The generation side for the Hash codes that any embodiment of the present invention provides can be performed in a kind of electronic equipment provided in this embodiment
The matching process of method or multimedia file, specific corresponding function and beneficial effect.
Embodiment eight
The embodiment of the present invention eight also provides a kind of computer readable storage medium, is stored thereon with computer program.
In oneainstance, a kind of generation method of Hash codes is realized when which is executed by processor, this method comprises:
Receive target audio signal;
The collecting sample audio signal from target audio signal;
Sample audio signal is converted into spectrum signal, there is amplitude in spectrum signal;
The Hash codes of mark target audio signal entirety are generated according to the difference between amplitude.
In another scenario, a kind of matching process of multimedia file, the party are realized when which is executed by processor
Method includes:
Determine that destination multimedia file, destination multimedia file have target audio signal;
Generate the Hash codes of mark target audio signal entirety;
Multimedia file is referred to and is determined, and there is reference audio signal with reference to multimedia file, be associated with reference to multimedia file
Identify the Hash codes of reference audio signal entirety;
Calculate the Hash codes of destination multimedia file and the distance between the Hash codes with reference to multimedia file;
If distance is less than preset targets threshold, it is determined that destination multimedia file is matched with reference to multimedia file.
Certainly, computer readable storage medium provided by the embodiment of the present invention, computer program are not limited to institute as above
The method operation stated, can also be performed the generation method or multimedia file of Hash codes provided by any embodiment of the invention
Matching process in relevant operation.
By the description above with respect to embodiment, it is apparent to those skilled in the art that, the present invention
It can be realized by software and required common hardware, naturally it is also possible to which by hardware realization, but in many cases, the former is more
Good embodiment.Based on this understanding, technical solution of the present invention substantially in other words contributes to the prior art
Part can be embodied in the form of software products, which can store in computer readable storage medium
In, floppy disk, read-only memory (Read-Only Memory, ROM), random access memory (Random such as computer
Access Memory, RAM), flash memory (FLASH), hard disk or CD etc., including some instructions are with so that a computer is set
Standby (can be personal computer, server or the network equipment etc.) executes method described in each embodiment of the present invention.
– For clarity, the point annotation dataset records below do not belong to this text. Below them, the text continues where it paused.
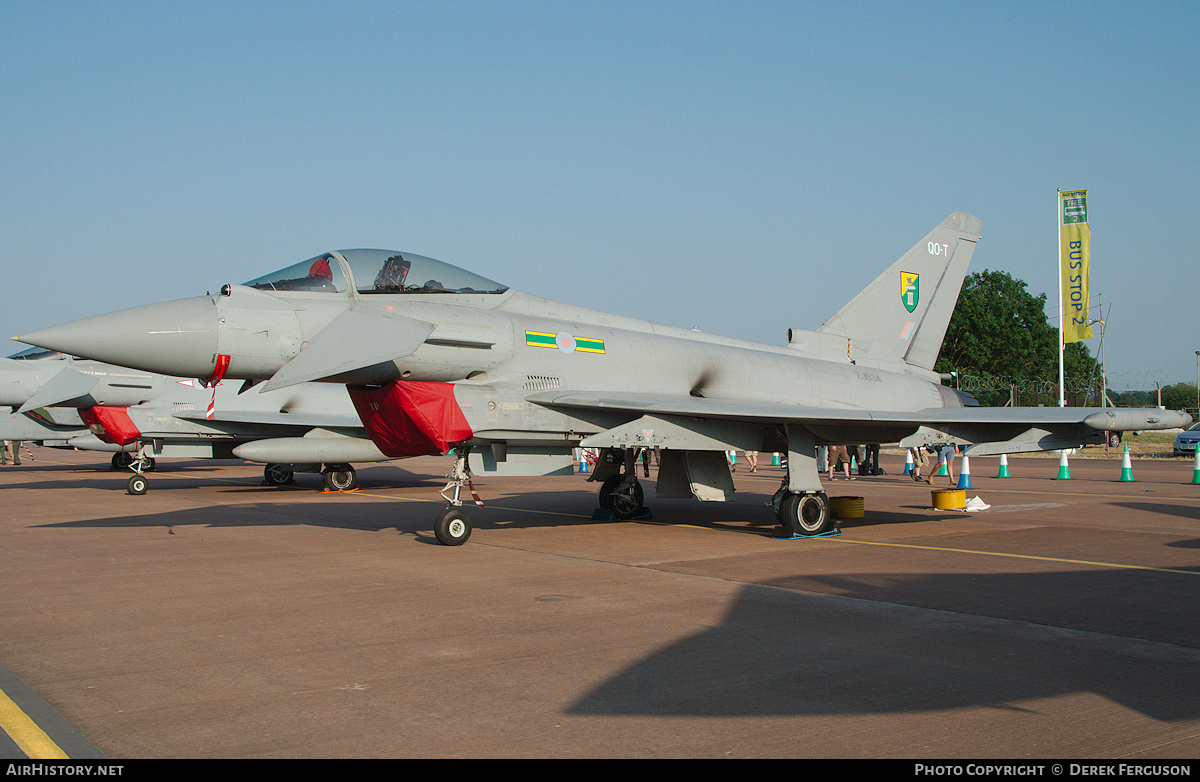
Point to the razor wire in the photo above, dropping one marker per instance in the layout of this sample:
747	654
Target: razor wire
987	383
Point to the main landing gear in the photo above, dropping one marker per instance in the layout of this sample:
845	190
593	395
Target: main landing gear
803	513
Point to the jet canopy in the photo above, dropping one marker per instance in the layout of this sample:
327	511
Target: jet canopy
376	271
36	354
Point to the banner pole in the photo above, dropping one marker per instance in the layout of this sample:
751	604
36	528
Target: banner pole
1062	313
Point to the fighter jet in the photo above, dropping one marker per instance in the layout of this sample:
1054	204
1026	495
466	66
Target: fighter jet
139	416
439	360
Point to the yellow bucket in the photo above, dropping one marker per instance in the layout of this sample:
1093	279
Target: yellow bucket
846	506
949	499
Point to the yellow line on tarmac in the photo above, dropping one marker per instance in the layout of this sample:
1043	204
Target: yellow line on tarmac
31	739
1044	559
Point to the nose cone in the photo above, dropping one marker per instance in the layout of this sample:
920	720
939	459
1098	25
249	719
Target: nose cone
173	337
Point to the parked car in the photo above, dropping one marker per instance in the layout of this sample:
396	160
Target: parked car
1186	440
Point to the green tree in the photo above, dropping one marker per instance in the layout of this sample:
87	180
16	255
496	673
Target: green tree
1000	336
1180	396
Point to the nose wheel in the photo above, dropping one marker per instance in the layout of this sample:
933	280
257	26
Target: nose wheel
137	485
451	527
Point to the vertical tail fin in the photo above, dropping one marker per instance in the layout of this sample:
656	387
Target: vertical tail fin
903	316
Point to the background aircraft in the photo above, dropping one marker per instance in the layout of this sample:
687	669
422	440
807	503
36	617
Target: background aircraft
438	359
138	416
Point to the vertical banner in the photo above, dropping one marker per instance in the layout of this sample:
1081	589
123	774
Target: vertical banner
1074	251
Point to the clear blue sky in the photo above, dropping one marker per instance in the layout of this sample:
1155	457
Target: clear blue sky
741	167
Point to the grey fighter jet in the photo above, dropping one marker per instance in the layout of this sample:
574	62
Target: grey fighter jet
441	360
139	416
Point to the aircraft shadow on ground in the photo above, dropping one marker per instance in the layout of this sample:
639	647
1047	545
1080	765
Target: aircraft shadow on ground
1183	511
784	653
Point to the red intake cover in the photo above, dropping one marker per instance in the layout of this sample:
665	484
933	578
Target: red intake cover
411	417
111	425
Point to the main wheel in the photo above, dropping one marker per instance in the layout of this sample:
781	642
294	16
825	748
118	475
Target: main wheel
277	475
777	503
451	527
624	503
807	513
340	477
136	485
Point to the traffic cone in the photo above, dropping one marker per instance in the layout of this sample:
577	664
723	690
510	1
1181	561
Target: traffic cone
1126	467
1063	473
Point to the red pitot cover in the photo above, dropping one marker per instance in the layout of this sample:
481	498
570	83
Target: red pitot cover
411	417
111	425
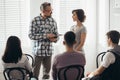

It is worth noting that, in the embodiment of the coalignment of the generating means or multimedia file of above-mentioned Hash codes,
Included each unit and module is only divided according to the functional logic, but is not limited to the above division, as long as
Corresponding functions can be realized;In addition, the specific name of each functional unit is also only for convenience of distinguishing each other, and do not have to
In limiting the scope of the invention.
Note that the above is only a better embodiment of the present invention and the applied technical principle.It will be appreciated by those skilled in the art that
The invention is not limited to the specific embodiments described herein, be able to carry out for a person skilled in the art it is various it is apparent variation,
It readjusts and substitutes without departing from protection scope of the present invention.Therefore, although being carried out by above embodiments to the present invention
It is described in further detail, but the present invention is not limited to the above embodiments only, without departing from the inventive concept, also
It may include more other equivalent embodiments, and the scope of the invention is determined by the scope of the appended claims.
Claims (23)
1. a kind of generation method of Hash codes characterized by comprising
Receive target audio signal;
The collecting sample audio signal from the target audio signal;
The sample audio signal is converted into spectrum signal, there is amplitude in the spectrum signal;
The Hash codes for identifying the target audio signal entirety are generated according to the difference between the amplitude.
2. the method according to claim 1, wherein the collecting sample audio from the target audio signal
Signal, comprising:
Sampling processing is carried out to the target audio signal, to sample the sample audio signal with target component;
Count the quantity of the sample audio signal;
If the quantity is less than preset amount threshold, increase specified audio signal after the sample audio signal,
As new sample audio signal;
Window function is added to the sample audio signal sampled from the target audio signal;
Wherein, the target component includes following at least one:
Frequency, monophonic.
3. the method according to claim 1, wherein described be converted to frequency spectrum letter for the sample audio signal
Number, comprising:
The sample audio signal is transformed to spectrum signal, there is frequency point, the frequency point has frequency in the spectrum signal
With amplitude, the frequency linearity correlation;
The spectrum signal is converted, so that the frequency logarithm is related.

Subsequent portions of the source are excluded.